The Primary Role of Neoadjuvant Treatment
Neoadjuvant treatment refers to therapy administered before the main procedure, which, for LAPC, is surgery. This initial phase primarily involves intensive systemic chemotherapy, often combined with radiation therapy, in a strategy sometimes called “conversion therapy.” The goal of this treatment is to shrink the tumor mass and cause it to pull away from the encased blood vessels, a process known as downstaging.
Systemic therapy also works to eliminate microscopic cancer cells that may have already spread, known as micrometastases. The use of powerful, multi-drug chemotherapy regimens like FOLFIRINOX or a combination of Gemcitabine and Nab-paclitaxel has improved the chances of a positive response. These regimens are typically given over a period of four to six months, with periodic re-evaluations.

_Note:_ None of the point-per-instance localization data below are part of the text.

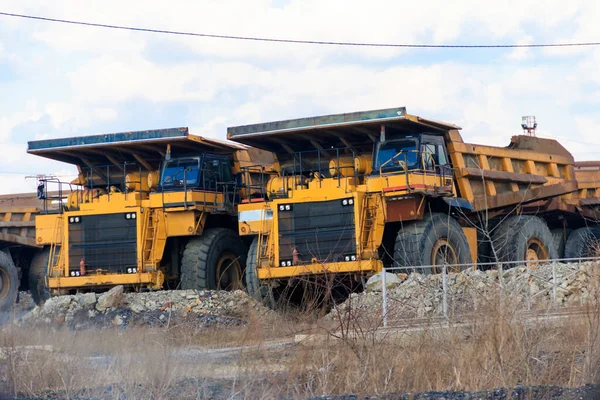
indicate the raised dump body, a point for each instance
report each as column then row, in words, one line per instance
column 149, row 209
column 359, row 191
column 528, row 168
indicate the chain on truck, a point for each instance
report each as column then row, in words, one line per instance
column 149, row 209
column 360, row 191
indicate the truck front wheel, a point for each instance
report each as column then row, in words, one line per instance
column 583, row 243
column 38, row 270
column 213, row 261
column 9, row 284
column 435, row 241
column 524, row 238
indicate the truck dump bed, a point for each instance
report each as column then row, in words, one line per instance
column 528, row 169
column 17, row 218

Following chemotherapy, consolidation radiation therapy is often added to target the remaining local tumor burden more intensely. Radiation aims to further damage the tumor cells and induce fibrotic changes that help separate the tumor from the surrounding vascular structures. The entire neoadjuvant phase is designed to test the tumor’s underlying biology, ensuring that only patients whose cancer responds well proceed to a major operation.
Assessing the Potential for Surgical Conversion
After the intensive neoadjuvant period, patients undergo a restaging process to determine if the tumor has successfully converted from unresectable to resectable status. This assessment involves repeat high-resolution imaging, such as CT or MRI, to look for clear evidence that the tumor has sufficiently regressed and separated from the major blood vessels. A significant decrease in the tumor marker CA19-9 is often a favorable sign of a good response to the therapy and a strong predictor of a better long-term outcome.
Imaging after neoadjuvant therapy can be misleading, as scar tissue and residual tumor can be difficult to distinguish radiologically. For this reason, in patients who show stable disease or a positive response, surgical exploration is frequently performed to physically assess the area. If the surgical team determines that a complete removal of the tumor with clear margins (R0 resection) is now possible, the procedure proceeds.
This curative-intent surgery is typically a complex procedure, often involving a Whipple procedure (pancreaticoduodenectomy) for tumors in the head of the pancreas or a distal pancreatectomy for tumors in the body or tail. Not every patient who completes neoadjuvant therapy will become a surgical candidate; conversion rates for LAPC vary but can be around 33% in some studies. For patients who do not respond sufficiently, the focus shifts to continuing systemic therapy and managing symptoms to maintain quality of life, as surgery is not a viable option.